Status: Ongoing

Ain't Love Grand?

Memory

The late-night drinking and partying carried on. Though, now and again, when he saw how much it was bothering me, he'd spend a night in with me, lazily curled up on the couch watching movies, although he'd always have a beer or two then. That didn't bother me so much, because while I was there with him, it was controlled. I never let him get plastered during our nights together.

On one particular night, when I was lay with my head in his lap and he was playing with my hair, I had an idea that would maybe get through to him. "Alex," I said softly, turning a little to look up at him. "Do you remember that girl who said you saved her life?"

Alex paused for a second, then continued running his fingers through my hair as he nodded slowly. "Yeah, I do." He smiled lightly at the memory.

I smiled as well, sighing lightly at how relaxed his touch made me. "How did that make you feel?" I asked, sounding curious, although I was reasonably sure of what his answer would be.

He leaned his head back, smiling a little wider. "It... made me feel good.. Very proud of what I'm doing." He glanced down at me. "Why do you ask?"

I shrugged a shoulder and pursed my lips a little, rolling my eyes down and breaking the eye-contact we held. "Just... wondering." I sighed. "I wonder if she'd feel the same way about you... now."

He tensed up, raising an eyebrow, and looked back down at me. "Now..? What do you mean.. now?" He sat up straighter, chewing his lip.

"Now you're... so careless and reckless." I knew I was entering dangerous territory, and I didn't want to start a fight, but I just wanted to try and make him see. "Sometimes it's like... you're a different person."

He got silent, chewing his lip a bit harder. He was obviously thinking about my words. He didn't say anything and I blinked up at him. "I'm not... trying to hurt you or degrade you or anything. I love you to death and you know that but sometimes I feel like you're not... my Alex anymore."

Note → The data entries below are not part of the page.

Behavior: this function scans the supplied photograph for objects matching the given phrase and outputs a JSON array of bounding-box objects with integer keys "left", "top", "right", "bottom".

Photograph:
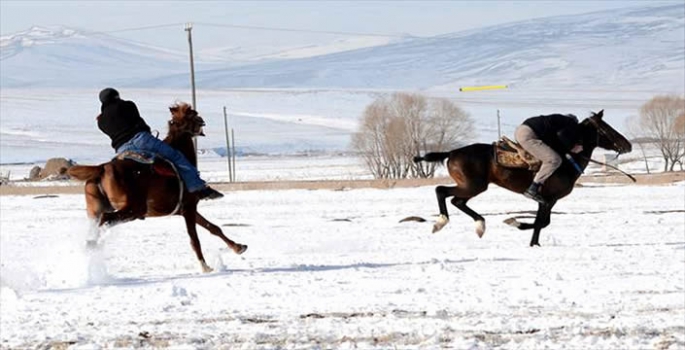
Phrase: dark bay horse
[
  {"left": 414, "top": 110, "right": 632, "bottom": 246},
  {"left": 69, "top": 103, "right": 247, "bottom": 272}
]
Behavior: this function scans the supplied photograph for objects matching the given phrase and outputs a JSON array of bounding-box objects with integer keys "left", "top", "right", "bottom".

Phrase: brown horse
[
  {"left": 69, "top": 103, "right": 247, "bottom": 272},
  {"left": 414, "top": 110, "right": 632, "bottom": 246}
]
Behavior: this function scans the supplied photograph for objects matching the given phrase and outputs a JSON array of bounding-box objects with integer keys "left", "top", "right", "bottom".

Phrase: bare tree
[
  {"left": 352, "top": 93, "right": 473, "bottom": 179},
  {"left": 626, "top": 116, "right": 650, "bottom": 174},
  {"left": 673, "top": 111, "right": 685, "bottom": 170},
  {"left": 640, "top": 95, "right": 685, "bottom": 171}
]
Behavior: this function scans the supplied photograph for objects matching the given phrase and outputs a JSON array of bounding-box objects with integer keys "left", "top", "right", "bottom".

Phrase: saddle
[
  {"left": 493, "top": 136, "right": 542, "bottom": 171},
  {"left": 114, "top": 151, "right": 178, "bottom": 177}
]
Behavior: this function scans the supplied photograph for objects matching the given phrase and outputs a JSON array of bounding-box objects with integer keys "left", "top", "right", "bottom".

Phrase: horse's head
[
  {"left": 582, "top": 110, "right": 633, "bottom": 154},
  {"left": 169, "top": 102, "right": 205, "bottom": 136}
]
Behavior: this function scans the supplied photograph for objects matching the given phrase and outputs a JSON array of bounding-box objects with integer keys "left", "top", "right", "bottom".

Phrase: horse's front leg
[
  {"left": 195, "top": 213, "right": 247, "bottom": 254},
  {"left": 183, "top": 205, "right": 213, "bottom": 273},
  {"left": 530, "top": 203, "right": 554, "bottom": 247}
]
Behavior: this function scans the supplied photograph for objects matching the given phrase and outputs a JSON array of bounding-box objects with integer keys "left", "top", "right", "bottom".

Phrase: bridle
[
  {"left": 588, "top": 118, "right": 623, "bottom": 154},
  {"left": 578, "top": 118, "right": 637, "bottom": 182}
]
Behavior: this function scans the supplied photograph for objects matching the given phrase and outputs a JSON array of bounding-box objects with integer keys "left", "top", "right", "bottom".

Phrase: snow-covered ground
[{"left": 0, "top": 183, "right": 685, "bottom": 349}]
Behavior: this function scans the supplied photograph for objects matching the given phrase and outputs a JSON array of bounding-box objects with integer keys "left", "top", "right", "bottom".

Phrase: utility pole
[
  {"left": 185, "top": 22, "right": 197, "bottom": 154},
  {"left": 497, "top": 109, "right": 502, "bottom": 140},
  {"left": 224, "top": 106, "right": 233, "bottom": 182},
  {"left": 231, "top": 128, "right": 236, "bottom": 182}
]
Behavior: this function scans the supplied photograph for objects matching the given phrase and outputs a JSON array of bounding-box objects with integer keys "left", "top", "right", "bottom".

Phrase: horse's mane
[{"left": 169, "top": 101, "right": 193, "bottom": 119}]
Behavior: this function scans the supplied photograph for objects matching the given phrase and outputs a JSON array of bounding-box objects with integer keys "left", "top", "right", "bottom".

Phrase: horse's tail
[
  {"left": 67, "top": 164, "right": 105, "bottom": 181},
  {"left": 414, "top": 152, "right": 450, "bottom": 163}
]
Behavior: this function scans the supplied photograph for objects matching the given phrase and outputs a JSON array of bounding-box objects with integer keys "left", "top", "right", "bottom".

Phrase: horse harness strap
[
  {"left": 113, "top": 151, "right": 185, "bottom": 216},
  {"left": 493, "top": 136, "right": 542, "bottom": 171}
]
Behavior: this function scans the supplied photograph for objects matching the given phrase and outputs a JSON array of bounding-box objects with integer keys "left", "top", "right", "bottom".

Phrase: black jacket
[
  {"left": 98, "top": 98, "right": 150, "bottom": 150},
  {"left": 523, "top": 114, "right": 581, "bottom": 153}
]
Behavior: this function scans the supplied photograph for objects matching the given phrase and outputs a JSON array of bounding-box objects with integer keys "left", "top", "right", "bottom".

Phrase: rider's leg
[
  {"left": 117, "top": 132, "right": 207, "bottom": 192},
  {"left": 514, "top": 125, "right": 561, "bottom": 201}
]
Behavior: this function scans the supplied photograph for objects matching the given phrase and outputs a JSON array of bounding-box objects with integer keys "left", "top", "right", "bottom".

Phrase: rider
[
  {"left": 514, "top": 114, "right": 583, "bottom": 203},
  {"left": 97, "top": 88, "right": 224, "bottom": 199}
]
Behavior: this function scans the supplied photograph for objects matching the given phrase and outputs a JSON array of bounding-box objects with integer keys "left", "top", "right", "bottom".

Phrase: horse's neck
[
  {"left": 164, "top": 132, "right": 197, "bottom": 166},
  {"left": 573, "top": 145, "right": 597, "bottom": 170}
]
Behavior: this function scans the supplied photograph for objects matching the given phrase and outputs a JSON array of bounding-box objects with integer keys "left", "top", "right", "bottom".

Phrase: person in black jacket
[
  {"left": 514, "top": 114, "right": 583, "bottom": 203},
  {"left": 97, "top": 88, "right": 223, "bottom": 199}
]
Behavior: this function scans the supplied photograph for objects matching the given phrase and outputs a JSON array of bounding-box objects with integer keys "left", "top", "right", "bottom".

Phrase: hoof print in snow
[{"left": 400, "top": 216, "right": 426, "bottom": 223}]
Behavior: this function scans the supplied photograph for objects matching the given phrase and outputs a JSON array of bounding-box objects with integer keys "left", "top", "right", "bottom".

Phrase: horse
[
  {"left": 68, "top": 102, "right": 247, "bottom": 273},
  {"left": 414, "top": 110, "right": 632, "bottom": 247}
]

Blinking slowly, he swallowed thickly, looking down, and he ran his fingers through my hair again, still silent. I pressed on. "It's just... when I think back, to special moments and good times and memories that we'll never forget, it hurts sometimes, to look at where we are now." I frowned at my wording, wondering if I was making any sense. "I'm not saying that I'm not happy, because I am, I just... I don't know. I want us to have another memory. One that's good, and doesn't revolve around drinking or fighting."

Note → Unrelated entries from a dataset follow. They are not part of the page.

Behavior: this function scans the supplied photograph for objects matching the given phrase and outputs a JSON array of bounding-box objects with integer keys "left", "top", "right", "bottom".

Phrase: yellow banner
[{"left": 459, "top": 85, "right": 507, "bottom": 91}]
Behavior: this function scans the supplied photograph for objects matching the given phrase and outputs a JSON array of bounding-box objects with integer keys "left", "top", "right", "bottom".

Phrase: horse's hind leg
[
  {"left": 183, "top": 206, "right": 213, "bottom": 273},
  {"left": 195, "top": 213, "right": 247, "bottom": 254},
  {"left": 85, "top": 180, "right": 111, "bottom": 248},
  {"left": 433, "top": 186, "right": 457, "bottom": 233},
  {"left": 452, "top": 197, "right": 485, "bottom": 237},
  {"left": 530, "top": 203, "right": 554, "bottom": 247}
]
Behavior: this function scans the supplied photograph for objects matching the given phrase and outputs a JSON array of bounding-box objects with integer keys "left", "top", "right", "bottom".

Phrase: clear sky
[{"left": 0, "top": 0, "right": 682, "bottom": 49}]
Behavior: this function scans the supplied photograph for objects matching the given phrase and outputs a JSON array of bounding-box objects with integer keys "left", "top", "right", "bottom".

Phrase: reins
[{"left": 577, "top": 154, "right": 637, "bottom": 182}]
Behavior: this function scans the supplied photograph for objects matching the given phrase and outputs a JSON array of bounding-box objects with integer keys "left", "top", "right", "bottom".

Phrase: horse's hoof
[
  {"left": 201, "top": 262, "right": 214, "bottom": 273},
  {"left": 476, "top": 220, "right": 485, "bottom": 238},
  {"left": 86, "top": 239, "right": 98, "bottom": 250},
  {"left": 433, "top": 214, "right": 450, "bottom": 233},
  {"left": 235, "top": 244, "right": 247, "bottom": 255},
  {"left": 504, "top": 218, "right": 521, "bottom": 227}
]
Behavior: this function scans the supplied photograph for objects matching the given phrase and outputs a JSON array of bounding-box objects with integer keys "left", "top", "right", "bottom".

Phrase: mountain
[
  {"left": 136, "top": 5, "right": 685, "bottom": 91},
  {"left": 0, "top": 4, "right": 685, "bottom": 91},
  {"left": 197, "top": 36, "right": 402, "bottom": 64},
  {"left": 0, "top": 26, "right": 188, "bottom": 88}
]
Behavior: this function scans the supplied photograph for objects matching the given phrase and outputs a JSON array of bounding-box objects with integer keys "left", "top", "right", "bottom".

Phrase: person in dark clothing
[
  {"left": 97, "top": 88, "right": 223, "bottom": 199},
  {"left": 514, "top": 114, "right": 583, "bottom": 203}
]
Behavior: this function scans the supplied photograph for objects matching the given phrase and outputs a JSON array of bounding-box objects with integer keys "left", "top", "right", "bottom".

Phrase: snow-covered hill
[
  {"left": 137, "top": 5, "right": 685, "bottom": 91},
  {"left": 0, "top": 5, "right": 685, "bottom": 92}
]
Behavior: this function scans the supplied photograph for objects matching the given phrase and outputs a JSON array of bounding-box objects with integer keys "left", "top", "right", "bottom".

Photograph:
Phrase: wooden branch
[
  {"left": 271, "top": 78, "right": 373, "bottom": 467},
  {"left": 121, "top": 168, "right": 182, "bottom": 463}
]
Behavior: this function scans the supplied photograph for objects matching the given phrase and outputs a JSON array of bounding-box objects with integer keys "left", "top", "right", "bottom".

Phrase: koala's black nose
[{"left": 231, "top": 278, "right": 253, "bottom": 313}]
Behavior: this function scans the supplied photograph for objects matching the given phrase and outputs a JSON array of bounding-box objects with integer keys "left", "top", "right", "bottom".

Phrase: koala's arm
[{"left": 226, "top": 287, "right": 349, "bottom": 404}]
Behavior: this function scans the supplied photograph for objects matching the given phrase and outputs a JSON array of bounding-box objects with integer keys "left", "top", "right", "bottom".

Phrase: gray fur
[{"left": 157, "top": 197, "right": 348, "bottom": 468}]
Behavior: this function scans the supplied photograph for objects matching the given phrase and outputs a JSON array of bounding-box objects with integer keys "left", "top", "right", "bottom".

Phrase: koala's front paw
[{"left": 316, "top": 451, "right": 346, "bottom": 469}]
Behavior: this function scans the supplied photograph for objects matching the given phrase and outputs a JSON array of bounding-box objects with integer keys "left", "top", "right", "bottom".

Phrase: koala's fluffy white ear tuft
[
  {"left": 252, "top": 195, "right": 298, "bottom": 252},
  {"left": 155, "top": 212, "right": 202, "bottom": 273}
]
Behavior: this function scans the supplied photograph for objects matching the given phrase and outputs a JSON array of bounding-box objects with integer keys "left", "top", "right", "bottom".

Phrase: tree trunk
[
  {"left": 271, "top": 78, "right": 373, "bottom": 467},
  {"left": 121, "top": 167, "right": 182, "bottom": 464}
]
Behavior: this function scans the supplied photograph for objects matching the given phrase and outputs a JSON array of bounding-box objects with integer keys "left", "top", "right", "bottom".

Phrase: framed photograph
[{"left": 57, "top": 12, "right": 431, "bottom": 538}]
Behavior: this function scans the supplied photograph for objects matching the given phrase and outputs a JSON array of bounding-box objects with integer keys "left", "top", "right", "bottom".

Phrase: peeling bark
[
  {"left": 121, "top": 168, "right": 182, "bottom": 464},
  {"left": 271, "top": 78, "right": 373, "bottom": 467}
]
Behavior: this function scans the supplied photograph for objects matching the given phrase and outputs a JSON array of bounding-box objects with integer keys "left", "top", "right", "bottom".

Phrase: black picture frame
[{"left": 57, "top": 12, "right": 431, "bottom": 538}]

He blinked again, and looked away, eyes welling up with tears. He finally spoke, saying quietly. "I'm sorry..." He inhaled deeply and shakily. "I'm sorry I've been so awful.."

I looked at him and felt like a complete bitch. Was I being too harsh? I just wanted him to understand. Sitting up, I took his face in my hands and kissed him on the lips. "No, you haven't, Alex," I told him, looking into his eyes. "You just... have a problem. And I want to stop it before it gets any worse."

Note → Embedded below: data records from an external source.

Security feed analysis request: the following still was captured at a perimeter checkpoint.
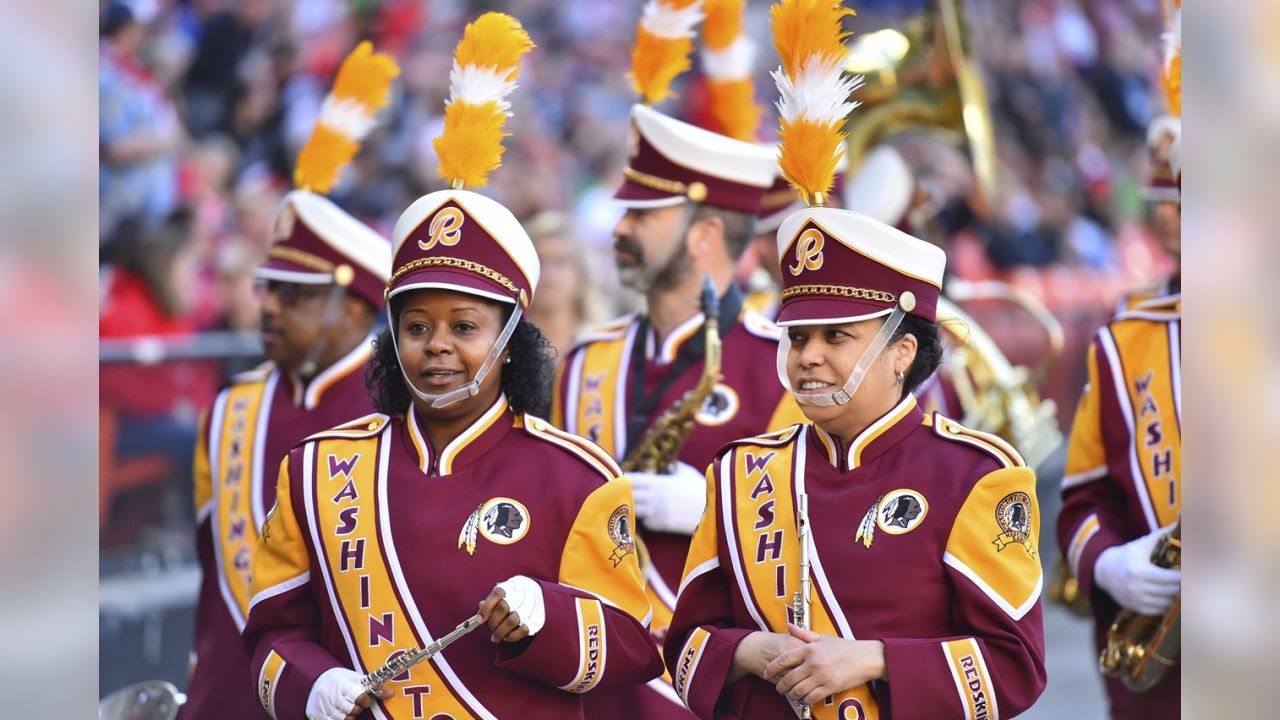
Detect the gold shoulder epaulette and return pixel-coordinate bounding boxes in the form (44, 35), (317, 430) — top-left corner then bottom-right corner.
(933, 413), (1027, 468)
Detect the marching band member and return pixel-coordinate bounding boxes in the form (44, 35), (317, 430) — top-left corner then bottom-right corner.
(180, 44), (398, 719)
(664, 0), (1044, 720)
(552, 0), (799, 719)
(244, 13), (660, 720)
(1057, 4), (1183, 719)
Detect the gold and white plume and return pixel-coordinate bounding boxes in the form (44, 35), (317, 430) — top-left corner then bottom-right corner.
(431, 13), (534, 187)
(293, 41), (399, 193)
(631, 0), (704, 105)
(769, 0), (863, 205)
(701, 0), (763, 142)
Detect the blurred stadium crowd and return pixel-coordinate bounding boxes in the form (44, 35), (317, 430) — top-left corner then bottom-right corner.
(99, 0), (1167, 547)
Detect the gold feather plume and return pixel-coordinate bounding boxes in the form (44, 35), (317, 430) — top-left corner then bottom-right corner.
(631, 0), (703, 105)
(293, 41), (399, 193)
(431, 13), (535, 187)
(703, 0), (763, 141)
(769, 0), (861, 205)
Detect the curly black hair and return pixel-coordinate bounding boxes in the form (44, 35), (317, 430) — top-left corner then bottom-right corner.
(890, 315), (942, 392)
(365, 312), (556, 418)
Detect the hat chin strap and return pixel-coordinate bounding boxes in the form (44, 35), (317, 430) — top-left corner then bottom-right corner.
(387, 302), (524, 407)
(778, 306), (906, 407)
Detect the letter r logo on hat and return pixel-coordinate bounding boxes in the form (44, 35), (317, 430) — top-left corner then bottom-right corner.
(788, 228), (827, 275)
(417, 208), (466, 250)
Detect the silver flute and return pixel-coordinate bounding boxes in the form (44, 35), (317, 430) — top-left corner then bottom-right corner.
(360, 615), (484, 692)
(791, 493), (813, 720)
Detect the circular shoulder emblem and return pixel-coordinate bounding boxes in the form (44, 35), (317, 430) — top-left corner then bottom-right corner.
(876, 489), (929, 536)
(608, 505), (636, 568)
(992, 492), (1036, 557)
(694, 383), (739, 425)
(480, 497), (529, 544)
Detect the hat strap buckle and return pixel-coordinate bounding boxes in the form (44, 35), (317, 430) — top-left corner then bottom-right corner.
(387, 302), (524, 409)
(778, 305), (906, 407)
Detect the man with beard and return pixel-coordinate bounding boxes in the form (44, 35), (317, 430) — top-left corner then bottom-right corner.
(180, 44), (397, 720)
(552, 105), (801, 717)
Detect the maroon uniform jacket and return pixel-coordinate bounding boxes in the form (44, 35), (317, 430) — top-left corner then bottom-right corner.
(550, 310), (804, 719)
(1057, 295), (1183, 717)
(179, 341), (372, 720)
(244, 398), (662, 720)
(664, 396), (1044, 720)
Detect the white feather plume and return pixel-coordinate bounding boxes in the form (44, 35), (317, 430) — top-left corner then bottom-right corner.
(640, 0), (707, 40)
(769, 55), (863, 124)
(445, 63), (516, 115)
(317, 95), (375, 141)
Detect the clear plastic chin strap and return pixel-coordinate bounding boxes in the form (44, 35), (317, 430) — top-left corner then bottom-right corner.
(778, 306), (906, 406)
(387, 302), (524, 407)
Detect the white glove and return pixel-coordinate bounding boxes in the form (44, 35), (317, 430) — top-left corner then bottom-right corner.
(307, 667), (365, 720)
(627, 462), (707, 536)
(498, 575), (547, 635)
(1093, 528), (1183, 615)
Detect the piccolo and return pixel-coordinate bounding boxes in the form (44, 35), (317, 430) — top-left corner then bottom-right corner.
(360, 615), (484, 692)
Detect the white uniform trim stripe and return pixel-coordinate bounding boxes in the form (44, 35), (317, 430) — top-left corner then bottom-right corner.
(795, 430), (855, 641)
(248, 570), (311, 612)
(942, 551), (1044, 620)
(302, 442), (365, 673)
(942, 642), (973, 720)
(250, 370), (280, 532)
(1169, 320), (1183, 422)
(1098, 328), (1160, 530)
(1066, 512), (1102, 578)
(209, 389), (244, 630)
(969, 638), (1000, 720)
(677, 628), (712, 710)
(559, 601), (586, 691)
(644, 562), (677, 610)
(374, 423), (497, 720)
(1062, 465), (1107, 489)
(676, 557), (719, 602)
(613, 320), (640, 460)
(556, 346), (586, 434)
(717, 448), (772, 632)
(645, 678), (685, 707)
(302, 333), (374, 410)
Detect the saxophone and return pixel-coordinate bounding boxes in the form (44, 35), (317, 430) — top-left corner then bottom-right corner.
(622, 277), (721, 473)
(1098, 520), (1183, 693)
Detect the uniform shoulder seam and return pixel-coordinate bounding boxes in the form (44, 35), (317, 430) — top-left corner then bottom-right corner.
(933, 413), (1027, 468)
(573, 314), (635, 350)
(521, 415), (623, 482)
(298, 413), (390, 446)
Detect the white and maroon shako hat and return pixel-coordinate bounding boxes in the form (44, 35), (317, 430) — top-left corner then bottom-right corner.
(253, 190), (392, 309)
(777, 208), (947, 327)
(387, 190), (541, 310)
(613, 105), (777, 213)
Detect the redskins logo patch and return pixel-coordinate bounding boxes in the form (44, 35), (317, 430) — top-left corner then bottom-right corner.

He pressed his lips to mine, and pressed his forehead against mine, closing his eyes tightly, trying not to burst into tears. "You're right.. I do have a problem. You're absolutely fucking right."

"I love you, Alex," I told him, shakily, and trying not to cry myself. "I don't want to lose you to the alcohol. I don't want a memory of us having a huge fight over something stupid and that being the end of us. I want every day with you to be a memory I can smile upon."

"I love you, too" he whispered. Opening his eyes, he glanced up at me, tears threatening to fall. "Help me, Leese.. Please."

I clung to him tightly, pulling his head down onto my shoulder. "I will, Alex. I promise." I wasn't going to give up on him, no matter how hard it got sometimes. I kissed the side of his head, rubbing his back. "I'm here for you. We'll get you through this."